Чудо-юдо с Зинкой удалились, а вместо них явилась скромная и застенчивая девочка с татуировкой в виде медицинской эмблемы повыше запястья. Она прикатила сервировочный столик с завтраком.

— Кушайте, пожалуйста, — сказала она, отводя глаза от голых плеч Барина и Барыни, торчавших из-под одеяла.

— Спасибо, Настенька! — сказала Вика и добавила: — Ты похорошела. Москва

— это все-таки не провинция, верно?

— Как сказать… — хмыкнула Настя. — Я в Москву за полгода еще и не ездила ни разу. Все тут, за забором. Вы, когда покушаете, сложите все на столик и постучите в дверь. Я тут рядом сижу, если что.

Настя удалилась, а я даже не поинтересовался у Вики, откуда она ее знает. Ленка — то есть доминантное «я» нового существа, называвшегося Викой, — не должна была помнить эту девицу хотя бы потому, что отсутствовала в Москве столько же, сколько и я. Кармела и Вик ее знать не могли вовсе. Стало быть, ее могла знать только Таня. Где она находилась и чем занималась до того» как переселилась на Ленкин носитель и отправилась «до городу Парижа», мне Чудо-юдо не докладывал, а новообразование по имени Вика еще не успело. Но и этот вопрос заинтересовал меня лишь после того, как закончилась общая дурь, наведенная препаратом.

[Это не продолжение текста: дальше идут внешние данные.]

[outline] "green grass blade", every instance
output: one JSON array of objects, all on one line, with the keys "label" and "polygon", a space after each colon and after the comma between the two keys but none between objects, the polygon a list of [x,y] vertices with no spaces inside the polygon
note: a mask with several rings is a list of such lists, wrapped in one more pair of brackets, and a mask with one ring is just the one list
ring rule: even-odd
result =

А вот завтрак меня увлек очень сильно.

В целом день прошел спокойно. Никаких осложнений, о которых упоминал Чудо-юдо, не было, никакие вирусы, логические или обычные, нам не досаждали, вмешательство медицины в нашу жизнь состояло лишь в том, что Настя два раза смерила у меня температуру, но она оказалась нормальной — 36,6. Все остальное время мы спали и жрали.

Кормежка была приличная: мяса дополна, салаты из свежих овощей, к обеду даже красного сухого выдали, чтоб шашлык лучше пошел. Сил, конечно, прибыло, но и лени тоже. Поэтому по части секса ничего особо интересного на сей раз не было.

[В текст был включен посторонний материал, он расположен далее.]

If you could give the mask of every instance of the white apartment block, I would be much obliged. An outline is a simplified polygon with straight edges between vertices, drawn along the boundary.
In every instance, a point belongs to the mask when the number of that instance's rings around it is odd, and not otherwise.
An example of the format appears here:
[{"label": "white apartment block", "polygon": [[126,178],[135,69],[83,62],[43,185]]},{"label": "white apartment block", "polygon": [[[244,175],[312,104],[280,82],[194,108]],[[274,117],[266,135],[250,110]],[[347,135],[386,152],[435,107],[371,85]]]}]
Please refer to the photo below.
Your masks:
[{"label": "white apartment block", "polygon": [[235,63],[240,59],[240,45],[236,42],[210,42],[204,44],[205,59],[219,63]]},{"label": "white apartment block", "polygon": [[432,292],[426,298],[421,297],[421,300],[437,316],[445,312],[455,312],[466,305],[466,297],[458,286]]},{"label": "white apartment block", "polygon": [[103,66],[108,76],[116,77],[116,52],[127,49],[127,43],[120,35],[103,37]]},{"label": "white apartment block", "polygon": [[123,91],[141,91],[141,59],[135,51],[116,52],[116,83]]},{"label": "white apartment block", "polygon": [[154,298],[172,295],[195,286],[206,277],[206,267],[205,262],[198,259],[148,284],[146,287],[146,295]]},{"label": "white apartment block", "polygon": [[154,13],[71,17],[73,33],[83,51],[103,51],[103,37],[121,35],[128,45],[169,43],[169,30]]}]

Засыпали мы в двадцать три с чем-то. Сон получился провальный без всяких сновидений и виртуальных похождений.

ОТХОДНЯК

Чудо-юдо прибежал к нам около восьми утра, после завтрака, когда Вика опять начала проявлять нездоровую инициативу насчет применения «Камасутры» в мирных целях. Конечно, он сломал ей кайф и испортил настроение. Видимо, снадобье, превратившее нас в обормотов, уже помаленьку выдыхалось. Но тем не менее Сергей Сергеевич пришел вовсе не затем, чтоб выпустить нас из заточения.

— У меня мало времени, — сказал он сурово, — потому что через час поедем на похороны Васи, Лосенка и двух других. Вас не берем. Во-первых, не стоит лишний раз светиться, а во-вторых, вам нужно еще свою проблему пережить. Через часок-другой у вас начнется период последействия препарата — ломка, отходняк, похмелье. Как хотите называйте, только переживите нормально. Неприятное состояние, обманывать не буду, но не смертельное. Будет ломить кости, позвоночник — прежде всего в области шейных позвонков. Головная боль будет серьезная, у Лены, возможно, тошнота, как при беременности. До рвоты включительно. Знайте одно: все это, при нормальном течении процесса, закончится к пяти-шести часам вечера. Повторяю, при нормальном течении процесса! Без всякого врачебного вмешательства. Но если, упаси Господь, попробуете полечиться сами — попить какие-нибудь таблетки от головы типа анальгина или цитрамона, сто граммов спиритуса принять или массаж головы сделать — ни гроша не дам за ваши шкуры. Просто не знаю, что с вами будет. Не берусь предсказывать. Но еще хуже будет, если ты, Леночка, попробуешь заколоть еще по дозе препарата. Не улыбайся! Уже должна кое-что соображать, наверно, основная дурь сошла. Я специального парня к комнате, где стоит сейф, Приставил, а второго в коридоре, на случай, если не выдержишь и полезешь.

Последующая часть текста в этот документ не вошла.